AI Wisdom

Prompt Engineering

The practice of designing and optimising input prompts to elicit desired outputs from LLMs.

In this article

Prompt engineering encompasses techniques like few-shot examples, chain-of-thought reasoning, system messages, role prompting, and structured output formatting. It is often the first and most cost-effective lever for improving LLM output quality before reaching for fine-tuning or RAG.

What it means in practice

Prompt Engineering is not just vocabulary; it is a design handle. Use it as a reference point when comparing architecture choices, debugging implementation trade-offs, or explaining system behaviour to another engineer.

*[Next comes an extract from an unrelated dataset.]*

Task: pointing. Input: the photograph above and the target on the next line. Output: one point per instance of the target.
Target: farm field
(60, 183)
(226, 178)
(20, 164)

It matters whenever model output becomes part of a workflow, API call, security boundary, or user-facing decision.

Why engineers care

  • It gives teams a shared name for the behaviour, risk, or architecture choice being discussed.
  • It helps separate the goal from the implementation detail, so you can compare alternatives instead of copying a tool pattern blindly.
  • It creates a useful checklist for reviews: inputs, outputs, failure modes, ownership, cost, latency, and measurement.

Production watch-outs

Do not rely on prompt wording as the only control. Validate inputs, validate outputs, log decisions, and define what happens when the model refuses or produces invalid data.

Related context

Useful neighbouring concepts: Chain OF Thought, FEW Shot Learning, System Prompt.